Tea Party’s Randy Wilkinson Polling 20% in Florida U.S. House Race

Tea Party candidate Randy Wilkinson, a longtime Polk County commissioner, is polling 20 percent of the vote in Florida’s 12th congressional district, according to an internal poll released yesterday by Democratic candidate Lori Edwards.

The sprawling district, positioned along the state’s I-4 Corridor, stretches across Central Florida, including most of Polk County and parts of Hillsborough and Osceola counties. 

The generally conservative district, carried overwhelmingly by George W. Bush in 2004 and narrowly by John McCain in 2008, has been represented by Republican Adam Putnam since January 2001, when the 26-year-old state legislator became one of the youngest members ever elected to Congress. Putnam is giving up his seat in the House this year to run for state Agriculture Commissioner. 

Conducted in late July by Greenberg Quinlan Rosner Research, a Democratic polling firm founded by Stan Greenberg, a professor in comparative politics at Yale University, the internal poll showed Edwards, the Polk County supervisor of elections, garnering 35 percent among likely voters to 32 percent for Dennis Ross, the presumptive Republican nominee. Her lead was within the poll’s 4.9 percent margin of error.

A former reporter and ex-state representative currently serving in her third term as the county’s elections’ chief — winning her last two elections without opposition — Edwards hopes to capture the traditionally Republican-held seat in what is quickly shaping up to be a genuine three-way dogfight in November.

Edwards and Ross both face opposition in the August 24 primary. Edwards is facing a challenge from Navy veteran Doug Tudor of Riverview, the party’s nominee in 2008 — garnering 42.5 percent against Putnam — while Ross, a former state lawmaker from Lakeland who was recently endorsed by former Arkansas Gov. Mike Huckabee, faces token opposition from John W. Lindsey, Jr., a little-known conservative activist.

Putnam is actively supporting Ross.

Ross, 50, whose candidacy also enjoys the blessing of former Gov. Jeb Bush, had seriously considered challenging Katherine Harris for the Republican U.S. Senate nomination in 2006, but stepped aside at the eleventh hour when a few better-known candidates belatedly entered that contest.

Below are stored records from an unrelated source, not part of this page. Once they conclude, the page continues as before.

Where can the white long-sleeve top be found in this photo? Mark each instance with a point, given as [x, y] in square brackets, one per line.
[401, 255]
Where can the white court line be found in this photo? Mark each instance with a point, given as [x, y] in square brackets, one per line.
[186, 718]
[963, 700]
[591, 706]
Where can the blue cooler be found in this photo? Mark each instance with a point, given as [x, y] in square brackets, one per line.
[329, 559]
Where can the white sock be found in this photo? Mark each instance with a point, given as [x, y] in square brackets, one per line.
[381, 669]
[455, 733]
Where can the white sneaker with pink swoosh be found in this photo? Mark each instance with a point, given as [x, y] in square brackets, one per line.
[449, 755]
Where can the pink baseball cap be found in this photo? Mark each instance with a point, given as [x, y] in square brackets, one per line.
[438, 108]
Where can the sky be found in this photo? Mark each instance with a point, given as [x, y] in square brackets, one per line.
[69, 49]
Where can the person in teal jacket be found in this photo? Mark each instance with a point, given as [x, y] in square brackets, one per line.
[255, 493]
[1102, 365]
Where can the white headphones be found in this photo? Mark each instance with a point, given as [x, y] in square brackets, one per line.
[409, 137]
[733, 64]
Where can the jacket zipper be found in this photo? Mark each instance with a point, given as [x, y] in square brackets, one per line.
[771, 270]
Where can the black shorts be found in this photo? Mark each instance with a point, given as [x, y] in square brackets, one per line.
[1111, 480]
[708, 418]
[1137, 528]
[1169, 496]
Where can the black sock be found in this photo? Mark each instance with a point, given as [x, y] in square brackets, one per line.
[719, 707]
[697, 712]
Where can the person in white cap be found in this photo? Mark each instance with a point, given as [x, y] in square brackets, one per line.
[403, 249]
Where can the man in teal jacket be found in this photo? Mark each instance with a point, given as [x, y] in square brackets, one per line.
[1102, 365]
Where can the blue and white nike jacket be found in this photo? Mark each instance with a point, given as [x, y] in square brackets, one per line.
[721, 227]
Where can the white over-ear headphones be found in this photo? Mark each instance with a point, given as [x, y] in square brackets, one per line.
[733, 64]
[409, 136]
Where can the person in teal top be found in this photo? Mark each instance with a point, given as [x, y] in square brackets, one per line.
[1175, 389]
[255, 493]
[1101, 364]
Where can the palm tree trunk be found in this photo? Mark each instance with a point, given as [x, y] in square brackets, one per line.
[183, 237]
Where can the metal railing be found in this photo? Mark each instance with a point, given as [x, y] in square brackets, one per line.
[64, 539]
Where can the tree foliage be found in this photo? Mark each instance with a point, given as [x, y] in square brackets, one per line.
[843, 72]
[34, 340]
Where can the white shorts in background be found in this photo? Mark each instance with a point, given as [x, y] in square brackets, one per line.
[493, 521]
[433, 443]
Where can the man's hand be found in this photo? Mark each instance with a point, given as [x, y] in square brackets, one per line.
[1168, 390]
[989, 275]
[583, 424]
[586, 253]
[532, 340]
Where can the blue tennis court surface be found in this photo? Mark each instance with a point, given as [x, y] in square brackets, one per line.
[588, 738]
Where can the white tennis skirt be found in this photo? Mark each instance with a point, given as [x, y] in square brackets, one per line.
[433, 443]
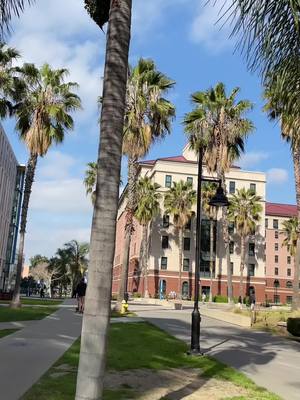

The internal poll, found that Wilkinson, long known for his frugality when it comes to government spending — a solid tea party trademark — pulls about twice as many voters from his likely Republican opponent as from Edwards. Incredibly, 18 percent of the Republican voters surveyed and more than a third of the self-described conservative independents polled indicated that they support the Tea Party candidate.

Conducted among 400 likely voters in November, the Greenberg Quinlan Rosner poll also revealed that Wilkinson — who has won four consecutive countywide races, three as a county commissioner and one for the school board in a county with a population estimated at 580,000 — apparently enjoys higher name recognition in the GOP-leaning district than Ross, who was term limited from the state legislature in 2008.

The poll found Wilkinson with a 12-point name recognition advantage over his Republican rival.

“On top of the national Tea Party momentum, Wilkinson is a candidate with a particular ability to siphon votes away from the Republican candidate and hold them,” stated the polling firm in releasing the results.

“The path to victory is clear,” said an obviously elated Douglas M. Guetzloe, the party’s senior advisor, in an e-mail communication to the party’s executive committee. “Randy is closing the gap dramatically.”

The conservative Tea Party candidate has been badly outpaced, however, when it comes to the mother’s milk of politics, raising a modest $33,402.72 in the first eight weeks after entering the race in late April. That includes a personal loan of $6,000 that he made to his fledgling campaign on April 29, shortly before qualifying for the race.

While that’s not necessarily inconsequential, especially for a late-starting third-party candidate, the GOP’s Ross, by comparison, had raised more than $791,000 as of June 30, the last quarterly filing period. Democrat Lori Edwards reported receipts of nearly $308,000 at the close of the same reporting period.